Sobre 16 grandes ramas de actividad del desagregado del IPI, el Indec registró alzas en 7; alimentos y bebidas 7,2%; productos textiles 9,2%; Maquinaria y equipo 7,9%; madera, papel e imprenta 7%; muebles 3,6%; productos de caucho y plástico 2,2%; refinación de petróleo 2%; pero por su contribución al índice general sólo el primero fue el que tuvo una entidad suficiente como para tornar positivo el resultado general, donde sobresalieron la recuperación de la elaboración de vinos 18,8%; carne aviar 12,9%; carne vacuna 12%; molienda de oleaginosas 9,9%; bebidas gaseosas 8,6%; yerba mate 7,9%; galletitas y pastas 7,2%; y molienda de cereales 4,7 por ciento.

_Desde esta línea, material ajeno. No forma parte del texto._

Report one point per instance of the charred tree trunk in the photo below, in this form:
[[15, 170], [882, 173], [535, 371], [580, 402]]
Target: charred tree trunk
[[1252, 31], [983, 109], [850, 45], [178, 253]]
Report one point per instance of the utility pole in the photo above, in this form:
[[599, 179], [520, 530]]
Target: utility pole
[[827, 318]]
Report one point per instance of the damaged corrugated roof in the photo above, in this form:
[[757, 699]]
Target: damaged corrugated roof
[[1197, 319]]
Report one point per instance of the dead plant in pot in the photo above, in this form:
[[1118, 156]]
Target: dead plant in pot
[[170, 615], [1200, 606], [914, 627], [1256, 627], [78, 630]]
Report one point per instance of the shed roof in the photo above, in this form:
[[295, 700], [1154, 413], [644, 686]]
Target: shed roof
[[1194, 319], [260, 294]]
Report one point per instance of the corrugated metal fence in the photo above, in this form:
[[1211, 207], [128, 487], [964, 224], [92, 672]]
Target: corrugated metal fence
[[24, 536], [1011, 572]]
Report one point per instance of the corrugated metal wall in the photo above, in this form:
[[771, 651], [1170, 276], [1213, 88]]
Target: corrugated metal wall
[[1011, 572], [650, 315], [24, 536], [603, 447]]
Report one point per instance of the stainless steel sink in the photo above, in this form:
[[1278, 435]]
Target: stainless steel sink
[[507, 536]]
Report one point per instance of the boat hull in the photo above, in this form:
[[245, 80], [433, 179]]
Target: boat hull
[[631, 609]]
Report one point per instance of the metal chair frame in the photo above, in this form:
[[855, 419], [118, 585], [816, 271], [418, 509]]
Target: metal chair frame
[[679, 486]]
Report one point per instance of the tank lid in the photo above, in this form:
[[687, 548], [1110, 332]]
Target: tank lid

Pero, por otro lado, 7 se mantuvieron en la senda negativa, algunos todavía a ritmo de dos dígitos al año, como la producción de metales 18,1%; fabricación de automotores 16%, aunque repuntó 39,7% en enero, después de 16 bajas consecutivas; principalmente, con peso suficiente como para mantener contraídas las expectativa de corto plazo.

De ahí que las expectativas de los empresarios para el primer trimestre que recogió el Indec volvieron a mantenerse en la senda fuertemente negativa, tanto en materia de actividad, y consecuente retroceso del uso de la capacidad instalada, como del empleo y de la intensidad laboral.

Y pese a que se transita el sexto trimestre consecutivo con receso de la actividad agregada, el saldo de respuesta de quienes están a cargo de la planificación de la actividad fabril y comercial para el período enero a marzo volvió a ubicarse en el rango de los dos dígitos negativo, tanto en producción 13% de los casos; como en consumo 11,7%; empleo 20%: y horas trabajadas 15,8% de los consultados. La excepción fueron las exportaciones, pero fuera del área del Mercosur, donde aún prevalecen restricciones para reactivar el comercio bilateral.

Al parecer, la estrategia del Gobierno de concentrar sus primeros pasos en la renegociación de la deuda, para luego explicitar el plan económico, explicaría la cautela de los empresarios en cambiar sus expectativas de producción y ventas para el corto plazo, y concentrar sus energías en la búsqueda de líneas de créditos, según manifestó al Inde casi la mitad de los consultados.

Otro mes con receso de la construcción

A diferencia del sector manufacturero, el conjunto de las empresas que operan en la construcción pública y privada, mantuvo en diciembre la senda contractiva, aunque la baja de 6,4% fue menos de la tercera parte de la recesión que había registrado un año antes.

De ahí que no sorprendió que una vez más las expectativas de los empresarios para el primer trimestre del año se mantuvieran en la senda fuertemente recesiva, tanto para los abocados a la obra pública, como privada, y con perspectiva de nuevo recorte de la nómina de personal en casi la mitad de los consultados en el primer caso, y un tercio en el de los segundos.

Aunque resultó auspicioso el singular repunte de los pedidos de permisos para construir en una nómina de 60 municipios, con poco más de 905.000 metros cuadrados, un 48,4% más que un año antes, y el mayor registro desde mayo de 2017 cuando superó los 923 mil metros cuadrados.

A la hora de identificar las políticas que incentivarían al sector, las empresas que realizan principalmente obras privadas le comunicaron al Indec, en primer lugar, “las políticas destinadas a la estabilidad de los precios 28,2% de los casos; a los créditos de la construcción 24,9%; al mercado laboral 14,7%, y a las cargas fiscales 14,2%, entre otras”.

Mientras que entre las firmas que se concentran en la obra pública, destacaron como políticas necesarias para reeimpulsar la actividad: “las destinadas a la estabilidad de los precios 31,4%, a los créditos para el sector 26,8%; y a las cargas fiscales 17,9% de los consultados, entre otras”.